Positive Revulsion

The Four Noble Truths are the Buddhist principles that I agree with the most. Life of ordinary being has a lot of suffering. All sufferings are due to desire and attachment. A being will stop suffering when desire ceases. The path leading to cessation of suffering is the Noble Eightfold Path.

Happiness is like the tail of a dog. It’s always there, it was there, and it will still be there tomorrow. If the dog starts chasing it, it will feel suffering for failing to catch its own tail. Conversely, if it accepts the reality that it already has the tail, and lets it be instead of trying to chase it, the dog will not experience suffering unnecessarily.

We desire for many things: sensual pleasure, existence, and non-existence. We thought that we will only be happy when our desires are fulfilled. We set difficult targets for ourselves, causing unnecessary stress to us. But we whip ourselves, striving, motivating ourselves that “happiness” is hiding behind those targets which we created in the first place. We consciously ignored the true happiness in front of us but chased the false “happiness”. The dog’s behavior is not really admirable.
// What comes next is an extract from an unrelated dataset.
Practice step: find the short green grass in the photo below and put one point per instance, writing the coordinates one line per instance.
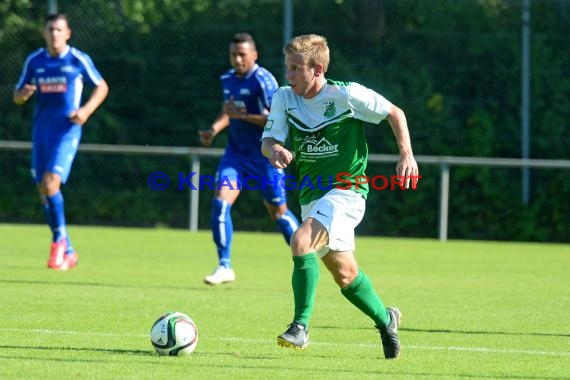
(470, 309)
There are eight types of winds which can possibly move us out of equanimity: winds of gain and loss, fame and disrepute, praise and blame, pleasure and pain. We want to gain and are afraid of loss; want fame and afraid of disrepute; want praise and afraid of blame; want pleasure and afraid of pain. If we learn to concentrate our attention on inner peace and equanimity, be like the rock which is unmoved by the winds, we will stay happy here and now, and into the future.

Revulsion of everything in the outer world is often seen as a negative view. However, the Buddha taught us to develop revulsion of everything in the out world but with the Right View or in a positive light. The Fourth Noble Truth prescribes the path leading to cessation of suffering, which is called the Noble Eightfold Path: Right View, Right Thoughts, Right Actions, Right Speech, Right Livelihood, Right Efforts, Right Mindfulness, and Right Concentration. As one can see, it is unlike the pessimism of Asceticism, which involves negation of all views, actions, speeches, livelihood, efforts, mindfulness, and concentration. When we do things the right way, we will be happy instead of suffering. Revulsion of the eight winds means not chasing the dung-like happiness and not fearing whatever things which are commonly seen negatively. When we do it right, we will profit (gain, fame, praise, pleasure) even though we didn’t chase or strive for it. On the other hand, we are not adversely affected even though others misunderstood us (causing loss, disrepute, blame, pain). The heart remains unmoved.